Son’a | 18
Sonsuza kadar sürecek(miş)gibi güzel işler yapmak hayalinden sonsuza kadar güzel hatırlanabilecek işler yapmak hayaline evrilinen yerlerindeyim ömrün. Farklı içerikler üretsek de insan olarak, aşamalar üç aşağı beş yukarı aynı gidiyor sanki herkeste.
Ölene kadar, hep ve daimiler azaldı benim için hayatta, yok değiller ama artık çok da değiller. Sonsuz değişkenliği ve faniliği kabullenmeye çalışıyorum. Daimi olacağına inanmaktan vazgeçmedim bazılarının, daimi olması beklentisini üzerimden attım. Bir çiçeğin ömrünü kabullenir gibi süreçlerimin, başarılarımın, mutluluklarımın, motivasyonumun, arkadaşlıklarımın, sahip olduğum her şeyin hatta üzüntümün ömrü olduğunu kabul ediyorum. Ömrü tükenen her şeyin kötü ya da eksik olmadığını görüyorum kalbime döndüğümde, bunu kendi ölümüme ve sonuma yansıtıyorum böylece.
Var olduğu müddetçe güzel olsun her şey, yetmez mi? Bitince de sadece tatlı tatlı özleniyor olsun, acıtmasın, iki yi ki dedirtsin. “Gönüllerde hoş bir seda bırakmak” olsun uğraştığımız. Gönüllerde muhteşem ve kusursuz bir şey değil sadece “hoş” ile ifade edilebilecek bir şey, sadece bu.
Kendi sonumuzun farkındalığı belki mükemmeliyetçi hislerimizin üzerine oturan, bilmiyorum. İnsanın kendi sonunu kabulleniş ya da edemeyiş öyküsü ilgimi çekiyor, (insanın varoluş öyküsü tamamiyle öyle ama), en çok da kendiminki. Çok düşünülmediğinden mi böyledir, evrenselliğinden mi çok olağan geliyor bilmiyorum. Ya da üzerindeki hakimiyet kısıtlılığımızın farkında olduğumuzdan mıdır cevabı bende yok. Ama bence insanın kendi sonunu ve ölümü kabullenmesi fikri fazla küçümseniyor uğraştıklarımızın yanında. Hele ki vedaları sevmeyen bizler için. Yaşayışımızdaki en ufak aksaklıklığa karşı tahammülümüzün azaldığı şu zamanlarda “yaşamıyor olmaya” bakışımız bizi yaşam sürecimizden daha fazla ayıklıyor birbirimizden bazen.

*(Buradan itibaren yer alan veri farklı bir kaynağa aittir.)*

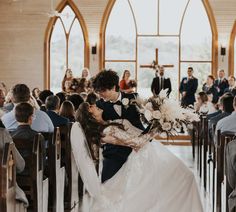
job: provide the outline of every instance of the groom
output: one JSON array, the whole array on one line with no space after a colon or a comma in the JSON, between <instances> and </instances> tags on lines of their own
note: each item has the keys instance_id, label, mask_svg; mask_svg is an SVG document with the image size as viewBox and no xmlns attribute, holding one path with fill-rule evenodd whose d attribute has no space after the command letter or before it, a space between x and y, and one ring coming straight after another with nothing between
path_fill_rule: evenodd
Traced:
<instances>
[{"instance_id":1,"label":"groom","mask_svg":"<svg viewBox=\"0 0 236 212\"><path fill-rule=\"evenodd\" d=\"M126 94L119 91L119 77L112 70L103 70L93 80L93 88L101 97L97 106L103 110L105 121L127 119L135 127L144 130L140 114L130 100L137 94ZM126 162L132 148L105 144L103 146L102 182L112 178Z\"/></svg>"}]
</instances>

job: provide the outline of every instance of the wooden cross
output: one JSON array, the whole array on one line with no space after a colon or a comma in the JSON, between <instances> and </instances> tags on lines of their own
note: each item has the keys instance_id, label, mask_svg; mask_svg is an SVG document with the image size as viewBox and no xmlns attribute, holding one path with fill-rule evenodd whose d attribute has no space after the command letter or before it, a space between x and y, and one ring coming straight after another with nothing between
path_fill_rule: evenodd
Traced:
<instances>
[{"instance_id":1,"label":"wooden cross","mask_svg":"<svg viewBox=\"0 0 236 212\"><path fill-rule=\"evenodd\" d=\"M8 161L8 179L10 181L13 180L13 165L14 165L14 160L11 154Z\"/></svg>"},{"instance_id":2,"label":"wooden cross","mask_svg":"<svg viewBox=\"0 0 236 212\"><path fill-rule=\"evenodd\" d=\"M158 63L158 48L156 48L156 60L153 61L151 65L140 65L140 68L151 68L153 70L157 70L158 67L160 67ZM173 68L174 65L161 65L164 68Z\"/></svg>"}]
</instances>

Tüm varlığımızla bir seyler için uğraşıyoruz, bir seyleri varetmek ve bazı seyleri yoketmek için. Hepsinin bir anda biteceğini düşünmek fikri, ya tamamiyle çöküp yasamaktan alıkoyar hale getiriyor bizi ya da kenarımızdan bile geçmiyor çoğu zaman. Ölüme ve yaşanan son’lara dengeli bakabilecek güçte midir insan, kendimden ölçemem bunu, belki kimse kendisine döndüğünde veremeyecek cevabını. Birbirimize bakarak arıyoruz. Bitmek ve ölüm sanki:
“Bildiğin, çok iyi bildiğin bir şeyin
Uzağında kalmak duygusu belki
İyi ya, var
Hani sayıldığını duyar ya pencereler , tıpkı
Hani ardında seni izleyen birisi
Tanımazsın da sezersin birden izlendiğini
Niçin mi
Tam niçin dediğim zaman var.”
Ben dönüp baktığımda kendimi sonlar karşısında henüz zayıf, eksik, korkmuş ve minicik görüyorum. Birkaç yılımı içinde geçirdiğim için bir beton yığınından ayrıldığımda gözümden yaş akınca mesela. Duygulanınca sıklıkla, sinirlenince hep ağlayan biri olarak hem de.. O nedenle bu ağlamalarım olayın sadece duygusallığından mı yoksa bir bitişe sinirlenmek miydi önceleri, diye soruyorum kendime. Bunu söylerken de inanmadım kendime, çünkü ne bir eşya sadece eşyadır, ne bir bina sadece bina, eğer biz öyle olmasını istemediysek.
Bitmiş olan her güzel his, düşünülmesi geçmişte kalan her fikir, “bir zamanlar olan” ve şu anda yok olan herhangi bir şeyin zihnimizde güzelliğini koruyor olması, ölüme ve son’a karşı yaşanan güzel bir hayatın, ölümü de güzel kabullenmeyi beraberinde getireceğini ve bu bağlamda sonsuzluğuna inandığım ruhu bir nebze anlaşılır kılacağını düşünüyorum. Ama bu cümleyi yeterince anlaşılır kılamıyorum :/
Her dakika ölüme odaklı yaşamak buhranı değil ama ne için ve nasıl yaşadığımı gözden geçirmek için hatırlamalıyım gibi geliyor bana. Hatırladığımda güzel hissedeceğim anılarımın zihnimin dilindeki bana özel sembollerini yanımda taşımam hep bu yüzden. Çok kötü hissettiğim bir anda hatırlanan bir anın o durumu toparlayabilmem konusunda ruhuma güç sağlayacağına ben hala ve her şeye rağmen inanıyorum. O halde ben yok olup gittikten sonra neden bu hissi birine yaşatmaya vesile olmayayım ki? Zaman ve enerjimizi en doğru yere yatırma gerekliliği bana kalırsa hep bu nedenle.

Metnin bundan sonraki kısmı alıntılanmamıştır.